16. The board notes that, independently of the question whether or not the skilled person would in an obvious manner identify compound "N47" as disclosed in document D3 to be identical or equivalent to the "NESP" analog as disclosed in document D1, document D3 suggests that hyperglycosylated Epo analogs can be administered less frequently than rHuEpo, a suggestion not going beyond the statements made in document D1 (see point 13 above). The board accordingly considers that the skilled person seeking to solve the technical problem and contemplating the state of the art would not have selected in an obvious manner the compound N47 as disclosed in document D3 and administered the compound in a regime of one time per month.

17. In the context of inventive step the respondent has submitted the additional argument that, "due to the open-ended range [that the target haematocrit is "at least 30 %"] the claim cannot be inventive over the whole range claimed, since treatment leading to a haematocrit exceeding 33% or 36% at most is to be avoided for medical reasons. If the hematocrit [sic] exceeds 40%, the dose should even be discontinued".

18. The board notes in this context however that the feature "wherein the target haematocrit is at least 30%" is not the technical effect on which inventive step of the claimed subject-matter hinges (see point 16). Furthermore, the feature rather refers to a minimum and medically meaningful haematocrit to be obtained by the invention in the claim ("target") rather than to a haematocrit which is medically meaningless and hence should be avoided. Accordingly, the board is of the opinion that in the present case it is immaterial for the purpose of the assessment of obviousness whether or not the feature that the target haematocrit is at least 30%, is open-ended. Accordingly, the respondent's argument fails also in this respect.

19. In view of the above considerations the board judges that the subject-matter of claim 1 was not rendered obvious to the skilled person by the prior art and that consequently it involves an inventive step (Article 56 EPC). The same applies to the subject-matter of claims 2 to 4 of the main request which are dependent on claim 1.

Sufficiency of disclosure

20. The respondent has argued that the patent in suit lacked sufficiency of disclosure of the claimed invention if the assessment of inventive step were to be based on the fact that, at the priority date, no molecules allowing the dosing regime of the claim had been disclosed or that the skilled person was unable, without inventive ingenuity, to identify NESP as disclosed in document D1 or a molecule having the same properties.

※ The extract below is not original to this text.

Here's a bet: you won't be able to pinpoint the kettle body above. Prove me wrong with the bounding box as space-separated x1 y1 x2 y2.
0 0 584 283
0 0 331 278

21. The board notes that the assessment of inventive step above has neither relied on, nor makes reference to, those findings which the respondent considers a basis for a finding of lack of sufficiency of disclosure.

22. Accordingly, the board notes that no arguments have been brought forward that would persuade the board to come to a judgement that the invention as claimed is not sufficiently disclosed in the patent in suit.

Order

For these reasons it is decided that:

1. The decision under appeal is set aside.

2. The case is remitted to the opposition division with the order to maintain the patent on the basis of the claims of the main request (previous auxiliary request 6 as filed with the letter of 15 January 2016) and a description and figures to be adapted thereto.